Mini Mango Cheesecake
Mini Mango Cheesecake

Hello everybody, it’s Brad, welcome to our recipe page. Today, I will show you a way to prepare a distinctive dish, mini mango cheesecake. One of my favorites. For mine, I’m gonna make it a bit unique. This is gonna smell and look delicious.

Mini Mango Cheesecake is one of the most popular of recent trending foods on earth. It is enjoyed by millions every day. It is easy, it’s quick, it tastes yummy. Mini Mango Cheesecake is something which I have loved my entire life. They are nice and they look fantastic.

Come and try these creamy no-bake mini mango lassi cheesecakes. These are speedy cheesecakes that you don't need to chill overnight. And who doesn't like mango lassi, or better yet. mini mango lassi cheesecakes!

To get started with this particular recipe, we must prepare a few ingredients. You can have mini mango cheesecake using 9 ingredients and 7 steps. Here is how you cook that.

The ingredients needed to make Mini Mango Cheesecake:
  1. Make ready 6-7 Digestive biscuit
  2. Make ready 1/4 cup melted butter
  3. Take 140 gm cream cheese
  4. Prepare 1/2 cup powdered sugar
  5. Get 1/4 cup heavy whipping cream
  6. Take 1 cup mango pulp
  7. Prepare 1 tsp agar agar
  8. Make ready 1/2 cup water
  9. Take 1 fresh mango for garnishing

Be the first to review this recipe. When chilled, place mango pieces on top of cheesecakes. Melt jam just until liquid, strain and either brush or. While the cheesecakes are cooling, make a passion fruit and mango sauce for your plat and the top of the cheesecakes.

Instructions to make Mini Mango Cheesecake:
  1. Grind biscuits and butter together in a mixer to semi fine crumb mixture. In your serving dish (mini cheesecake molds or small glasses), put 2 tsp of this mixture and press it down with the help pf a spoon. This recipe will make around 5-6 mini cheesecakes. Keep the molds in fridge for 10 min to set this..
  2. In a bowl take cream cheese, sugar and whipping cream, blend ot well untill smooth.
  3. In a pan take 1/2 cup water and agar agar powder, heat it up untill agar agar dissolves. Close the heat and add mango pulp, stirr to mix everything properly. This is called Mango glaze.
  4. Pour half the mango mixture into the cream cheese mixture and blend it untill mixed properly. Now divide this mixture into the molds evenly. Fill the molds 3/4. Smooth it out and keep it in fridge for another 15 mins.
  5. Now pour around 3-4 tsp mango glaze on top of the cheesecake mixture and refrigerate them for good 7-8 hr.
  6. Demould them carefully. Cut thin slices of fresh mango and arrange them as a flower and decorate it on top of the cheesecake.
  7. Enjoy your Mini Mango Cheesecake with your friends and family.

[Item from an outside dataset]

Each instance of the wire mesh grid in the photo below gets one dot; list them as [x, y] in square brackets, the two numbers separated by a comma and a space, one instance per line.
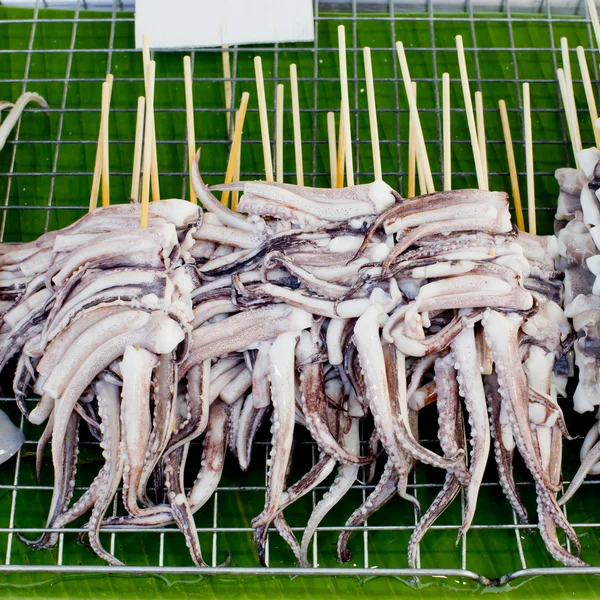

Once cheesecakes are cooled, remove the metal liners carefully. Garnish each cake with warm mango-raisin chutney and fresh mint on the side. The smooth textures and flavors of this divine creamy tangy mango cheesecake are elevated with a perfect crumbly crust for a decadent treat. So light and refreshing, this dessert tastes like summer to me! Beat cream cheese and remaining sugar until blended.

So that’s going to wrap this up for this special food mini mango cheesecake recipe. Thank you very much for your time. I’m sure you will make this at home. There is gonna be more interesting food in home recipes coming up. Remember to bookmark this page in your browser, and share it to your family, friends and colleague. Thanks again for reading. Go on get cooking!